After the disappointing visit to Wakulla Springs, we headed back north, to spend the night in south GA. Part of the reason for wanting to go on a wandering road trip, was the Second Annual Brooks County Skillet Festival. Possibly the worlds' lamest idea for having a day of dozens of craft and food booths on a courthouse square in modern times. I was pretty amusing, though I am glad that I was there only as an observer. When I went last year for the First Annual Brooks County Skillet Festival, I don't think I even broke even. Possibly making enough to cover my entry fee, but not the gas to get there and back. I'm pretty sure I am done with craft fairs. But we went, mostly/sorta saw it all - and only spent pocket change on a bag of fried pork skins. Which I could not even think about putting in my mouth. Nor would I eat fried bird feathers, or horse hide.
Another disappointment - was not seeing some art done by a local guy that was in the county historical museum. I'd received an email announcing the show, and encouraging folks to want to look, saying it would be on display until the end of the Festival. Might be true: but the building was locked, unmanned, and we could not get in the door. There were actually signs up encouraging people to want to visit the museum - but no one thought to actually provide the manpower to have the building open for all those hundreds of out-of-town guests they had been luring to town for the fun and festivities, just across the street. Crazy?
But I had two days of mostly, nearly undivided attention from one of my favorite people.
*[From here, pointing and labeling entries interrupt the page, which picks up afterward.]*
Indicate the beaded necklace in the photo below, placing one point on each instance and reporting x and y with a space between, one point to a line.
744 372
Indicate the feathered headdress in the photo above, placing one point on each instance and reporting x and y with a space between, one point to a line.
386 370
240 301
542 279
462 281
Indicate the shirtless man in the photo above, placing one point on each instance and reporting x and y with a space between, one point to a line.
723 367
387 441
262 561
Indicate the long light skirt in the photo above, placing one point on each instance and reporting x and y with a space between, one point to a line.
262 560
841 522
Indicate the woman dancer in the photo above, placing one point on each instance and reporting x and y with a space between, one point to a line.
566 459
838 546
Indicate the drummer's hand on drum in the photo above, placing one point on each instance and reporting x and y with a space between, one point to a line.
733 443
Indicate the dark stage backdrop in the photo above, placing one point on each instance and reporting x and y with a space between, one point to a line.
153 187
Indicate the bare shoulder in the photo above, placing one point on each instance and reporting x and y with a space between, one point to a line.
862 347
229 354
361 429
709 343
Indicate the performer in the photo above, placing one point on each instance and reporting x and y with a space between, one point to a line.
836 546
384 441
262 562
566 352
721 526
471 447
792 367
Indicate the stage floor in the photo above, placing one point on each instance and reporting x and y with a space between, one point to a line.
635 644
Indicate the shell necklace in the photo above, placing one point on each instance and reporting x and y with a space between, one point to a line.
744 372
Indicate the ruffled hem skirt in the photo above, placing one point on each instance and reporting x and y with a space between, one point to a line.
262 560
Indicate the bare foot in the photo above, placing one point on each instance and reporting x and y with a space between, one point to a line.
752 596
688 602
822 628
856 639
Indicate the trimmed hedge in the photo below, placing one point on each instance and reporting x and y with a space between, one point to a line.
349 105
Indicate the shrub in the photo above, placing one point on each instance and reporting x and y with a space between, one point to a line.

Except for all that time she was texting, emailing, engrossed in the electronic device that has become an appendage, essential body part.
We went to visit the sister who was home, after over a week of incarceration in the confines of South GA Medical Center. I think she was released on Monday, and is slowly improving, in barely perceptible increments, trying to regain strength and stamina from nearly ten days of being tethered to a bed. I know nothing is more exhausting than doing nothing, and if you do it long enough you get to where you can't do anything, having learned some years ago that Inertia Breeds Inertia. The longer you sit, the more you need help to get up and wobble about. Hearing about some of the limitations the therapy/rehab team insisted on before releasing her, it's got to be frustrating to want to try to do little daily activities, and fearful of risking damage as a result of routine tasks. Wanting to regain strength, but being so limited in what she is allowed to do: arggghh.
Then we came back to Columbus Saturday afternoon, and that's that.